Former President Dr. Goodluck Jonathan has made a case for strong family values as a means of building peace and fostering development in our communities and nations.
The former President stated this on day two of the African Leadership Conference, taking place in Johannesburg, South Africa.
Speaking on peace and family which was the theme for the day’s programme at a ceremony in Soweto, Jonathan said; “The focus of the day’s programme is quite remarkable and germane to what our world needs today. If we must build our world, a suitable world that we all desire, we should first start with building our families. To build a world that will be peaceful and prosperous, we must pay attention to how we are building the family unit. It begins from building the home through very respectable family values.
He said further: “I agree with what Mr. Gwede Mantashe, the Chairman of African National Congress (ANC) and minister of mines and energy who is representing South African President Cyril Ramaphosa said, to the effect that the World cannot be great except Africa is great. This is because the world cannot afford to leave any of its parts behind, especially an important continent like Africa.
Earlier, the former President who emerged as the chairperson of the International Summit Council for Peace (ISCP), a body made up of mainly African former leaders, which was inaugurated at the conference, also made a case for the strengthening of democratic institutions in Africa.
In a keynote speech titled ‘The Need for Good Governance and Peaceful Electioneering Process in Africa’ the former President noted that the credibility and legitimacy of electoral processes depended on the impartiality and independence of electoral management bodies (EMBs).

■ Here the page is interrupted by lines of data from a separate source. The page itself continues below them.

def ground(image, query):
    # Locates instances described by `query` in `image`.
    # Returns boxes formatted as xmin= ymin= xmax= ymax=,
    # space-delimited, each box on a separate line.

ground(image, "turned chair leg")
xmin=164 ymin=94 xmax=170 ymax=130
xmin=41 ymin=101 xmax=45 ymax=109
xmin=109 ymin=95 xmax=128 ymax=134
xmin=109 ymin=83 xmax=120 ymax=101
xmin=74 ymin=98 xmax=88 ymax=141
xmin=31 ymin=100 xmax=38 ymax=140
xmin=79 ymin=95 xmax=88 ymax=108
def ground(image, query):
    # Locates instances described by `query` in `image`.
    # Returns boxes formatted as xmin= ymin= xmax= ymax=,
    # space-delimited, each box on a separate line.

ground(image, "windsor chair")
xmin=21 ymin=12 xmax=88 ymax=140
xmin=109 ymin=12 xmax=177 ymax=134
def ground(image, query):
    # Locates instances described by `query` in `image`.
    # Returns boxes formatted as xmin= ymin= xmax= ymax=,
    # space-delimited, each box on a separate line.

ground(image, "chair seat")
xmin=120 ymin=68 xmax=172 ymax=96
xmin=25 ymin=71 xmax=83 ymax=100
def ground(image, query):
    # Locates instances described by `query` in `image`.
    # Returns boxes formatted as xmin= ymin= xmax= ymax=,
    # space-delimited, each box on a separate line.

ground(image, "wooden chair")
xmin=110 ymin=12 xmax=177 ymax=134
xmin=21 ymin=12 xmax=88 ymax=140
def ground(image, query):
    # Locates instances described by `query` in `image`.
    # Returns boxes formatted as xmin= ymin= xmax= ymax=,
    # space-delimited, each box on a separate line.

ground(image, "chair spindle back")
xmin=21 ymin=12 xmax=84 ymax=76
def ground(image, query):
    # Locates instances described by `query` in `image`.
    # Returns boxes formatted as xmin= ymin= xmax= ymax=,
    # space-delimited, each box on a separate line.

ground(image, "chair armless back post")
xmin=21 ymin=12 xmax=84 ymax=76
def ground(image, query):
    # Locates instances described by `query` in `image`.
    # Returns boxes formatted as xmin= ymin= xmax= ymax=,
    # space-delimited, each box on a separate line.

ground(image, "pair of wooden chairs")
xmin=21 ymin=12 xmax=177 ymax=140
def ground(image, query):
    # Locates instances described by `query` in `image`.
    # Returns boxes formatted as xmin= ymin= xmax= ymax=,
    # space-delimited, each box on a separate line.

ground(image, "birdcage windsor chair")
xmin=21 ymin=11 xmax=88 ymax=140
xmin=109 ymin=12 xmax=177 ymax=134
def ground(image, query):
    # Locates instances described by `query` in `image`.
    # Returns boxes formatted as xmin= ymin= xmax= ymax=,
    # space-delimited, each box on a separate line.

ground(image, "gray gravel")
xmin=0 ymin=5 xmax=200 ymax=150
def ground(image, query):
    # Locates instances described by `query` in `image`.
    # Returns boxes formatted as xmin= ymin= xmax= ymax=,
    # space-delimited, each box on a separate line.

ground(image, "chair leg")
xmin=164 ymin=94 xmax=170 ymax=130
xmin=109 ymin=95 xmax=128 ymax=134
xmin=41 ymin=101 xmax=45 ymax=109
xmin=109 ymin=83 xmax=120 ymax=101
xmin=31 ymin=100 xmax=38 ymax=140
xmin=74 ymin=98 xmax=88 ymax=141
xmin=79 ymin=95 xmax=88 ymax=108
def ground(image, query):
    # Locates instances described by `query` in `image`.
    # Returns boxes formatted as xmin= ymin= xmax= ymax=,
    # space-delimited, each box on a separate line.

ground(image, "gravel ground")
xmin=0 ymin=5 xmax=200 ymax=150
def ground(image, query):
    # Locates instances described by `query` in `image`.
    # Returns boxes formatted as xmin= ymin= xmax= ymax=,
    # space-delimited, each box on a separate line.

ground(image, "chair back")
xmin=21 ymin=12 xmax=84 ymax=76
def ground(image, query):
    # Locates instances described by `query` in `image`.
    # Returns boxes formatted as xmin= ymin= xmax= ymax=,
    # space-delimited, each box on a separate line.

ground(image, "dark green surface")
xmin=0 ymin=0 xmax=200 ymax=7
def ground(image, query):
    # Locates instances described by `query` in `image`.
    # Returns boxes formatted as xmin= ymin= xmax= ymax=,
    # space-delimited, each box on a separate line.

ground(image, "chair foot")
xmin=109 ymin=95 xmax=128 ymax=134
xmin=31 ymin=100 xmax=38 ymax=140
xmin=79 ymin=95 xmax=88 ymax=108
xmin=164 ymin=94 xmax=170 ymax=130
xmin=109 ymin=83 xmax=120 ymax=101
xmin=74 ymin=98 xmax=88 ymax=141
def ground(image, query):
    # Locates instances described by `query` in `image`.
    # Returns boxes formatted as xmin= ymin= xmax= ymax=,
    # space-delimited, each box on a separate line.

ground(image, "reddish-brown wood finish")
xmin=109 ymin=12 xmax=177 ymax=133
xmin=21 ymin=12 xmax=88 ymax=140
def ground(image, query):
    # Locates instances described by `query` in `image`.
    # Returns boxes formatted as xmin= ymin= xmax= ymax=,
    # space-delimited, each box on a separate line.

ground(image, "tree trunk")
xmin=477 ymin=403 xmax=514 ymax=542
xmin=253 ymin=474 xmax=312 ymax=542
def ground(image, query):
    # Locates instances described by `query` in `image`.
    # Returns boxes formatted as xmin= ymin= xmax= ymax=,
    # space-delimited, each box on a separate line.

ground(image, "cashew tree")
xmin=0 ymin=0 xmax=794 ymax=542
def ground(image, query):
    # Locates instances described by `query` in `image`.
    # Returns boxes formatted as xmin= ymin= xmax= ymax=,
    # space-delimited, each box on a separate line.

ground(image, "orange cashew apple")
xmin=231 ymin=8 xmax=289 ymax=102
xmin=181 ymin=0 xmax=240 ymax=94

He therefore urged the African Union to set minimum acceptable standards for appointing key members of EMBs on the continent, as a means of boosting citizen confidence in elections.
He said further: “In many African countries democratic processes remain fragile because of leadership struggles among politicians. Such struggles mainly driven by ego, do not allow for the deepening of democratic values and the conduct of free and fair elections.
“When leaders encourage impunity in the conduct of elections, they push the aggrieved to desperate limits, which fuels crises and conflicts. That is why some African nations are in turmoil today.
“A leader who truly wishes to serve his people will not impose his will on them. Such a leader will not be tempted to manipulate constitutional processes to either repress opposition or extend his tenure.
Although multiparty elections have become more regular in Africa, we still lag behind the rest of the world in making democracy work for the electorate. The main reason for this being the ‘winner-take-all’ approach to democracy in Africa.”
The conference had in attendance, government officials, former African Heads of State, clergy and traditional rulers from across Africa.